Question

How do you factor the expression `64x^2 + 81`?

Answer 1

`(8x+9) (8x-9)`

Answer 2

`64x^2+81 = (8x-9i)(8x+9i)`

Explanation:

If `x` is any Real number then `x^2 >= 0`. Hence `64x^2+81 >= 81 > 0`.

As a result `64x^2+81` has no linear factors with Real coefficients.

We can do something with Complex coefficients...

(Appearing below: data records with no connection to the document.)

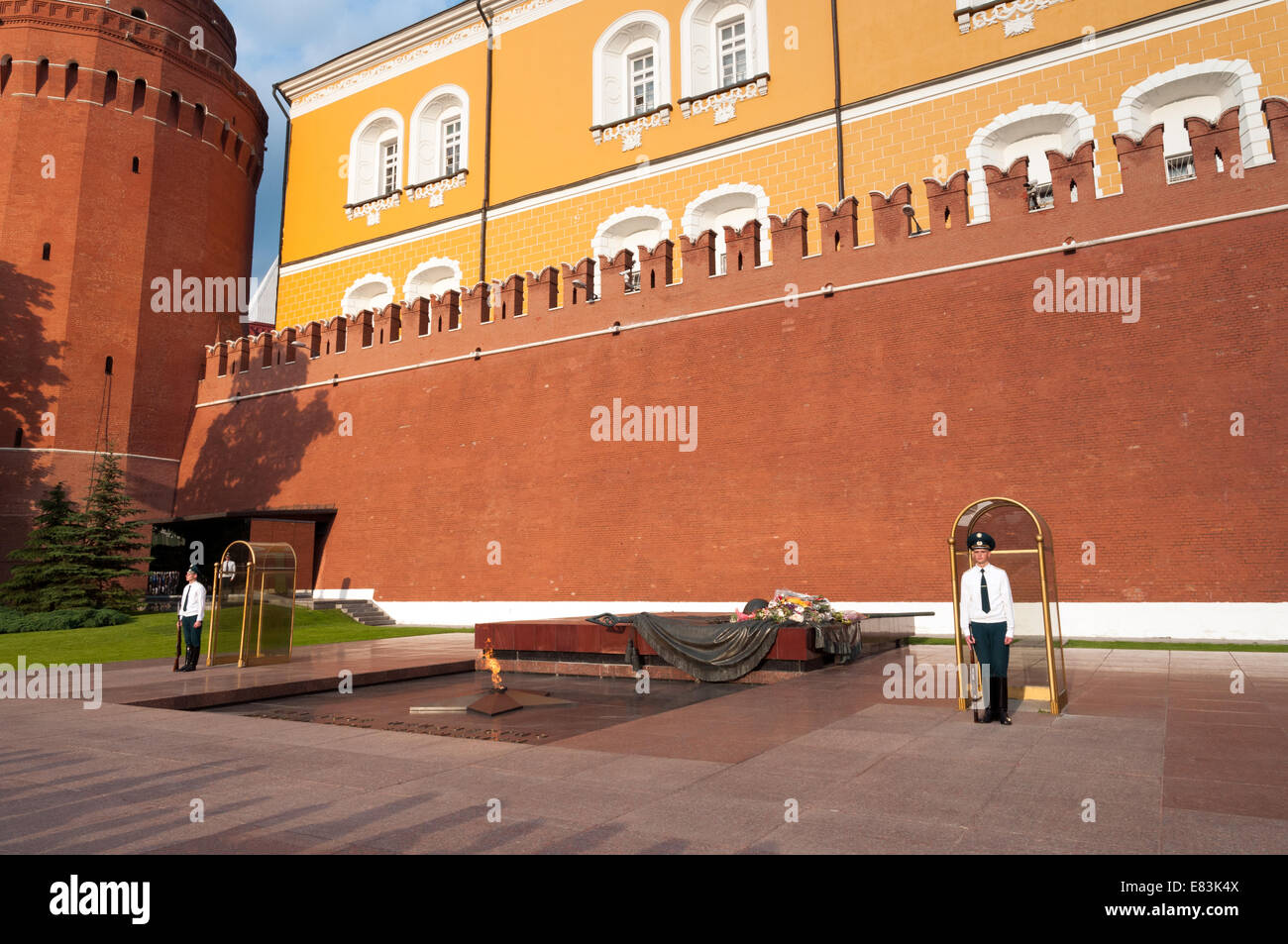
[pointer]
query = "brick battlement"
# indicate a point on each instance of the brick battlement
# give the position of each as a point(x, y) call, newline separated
point(145, 47)
point(559, 303)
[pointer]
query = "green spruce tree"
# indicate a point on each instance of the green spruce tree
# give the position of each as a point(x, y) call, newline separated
point(112, 541)
point(52, 570)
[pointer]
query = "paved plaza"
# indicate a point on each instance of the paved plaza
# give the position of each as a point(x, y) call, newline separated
point(1154, 754)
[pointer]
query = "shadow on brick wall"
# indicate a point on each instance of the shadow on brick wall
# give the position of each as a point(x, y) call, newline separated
point(250, 451)
point(29, 366)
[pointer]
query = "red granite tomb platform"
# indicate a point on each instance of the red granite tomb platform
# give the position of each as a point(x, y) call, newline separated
point(571, 646)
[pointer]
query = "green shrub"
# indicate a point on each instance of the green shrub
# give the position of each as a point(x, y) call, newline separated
point(13, 621)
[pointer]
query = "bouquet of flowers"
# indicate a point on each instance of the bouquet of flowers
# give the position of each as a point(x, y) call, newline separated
point(790, 607)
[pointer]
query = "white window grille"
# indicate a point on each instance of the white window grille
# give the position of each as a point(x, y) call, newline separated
point(1180, 167)
point(451, 147)
point(389, 151)
point(1041, 196)
point(733, 52)
point(643, 85)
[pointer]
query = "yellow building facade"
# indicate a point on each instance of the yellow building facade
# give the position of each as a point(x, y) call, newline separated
point(438, 157)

First notice that `64x^2 = (8x)^2` and `81 = 9^2`

The difference of squares identity can be written:

`a^2-b^2 = (a-b)(a+b)`

The imaginary unit `i` has the property that `i^2 = -1`.

Hence we find:

`64x^2+81`

`=(8x)^2+9^2`

`=(8x)^2-(9i)^2`

`=(8x-9i)(8x+9i)`

If we want to, we can write a "sum of squares" identity:

`a^2+b^2 = (a-bi)(a+bi)`

Answer 3

`64x^2+81=(8x-9i)(8x+9i)`

(there are no factors with only Real components)

Explanation:

Remember that
`color(white)("XXX")(color(red)(a)^2-color(blue)(b)^2)` can be factored as `(color(red)(a)-color(blue)(b))(color(red)(a)+color(blue)(b))`

`64x^2+81 = (color(red)((8x))^2- color(blue)((9i))^2)`

`color(white)("XXXXxX")=(color(red)(8x)-color(blue)(9i))(color(red)(8x)+color(blue)(9i))`

If there were any factors with only Real components the equation
`color(white)("XXX")64x^2+81=0` would have Real solutions;
however we can tell from the fact that the discriminant
`color(white)("XXX")(b^2-4ac) = (0^2-4(64)(81)`) is less than zero that there are no Real roots.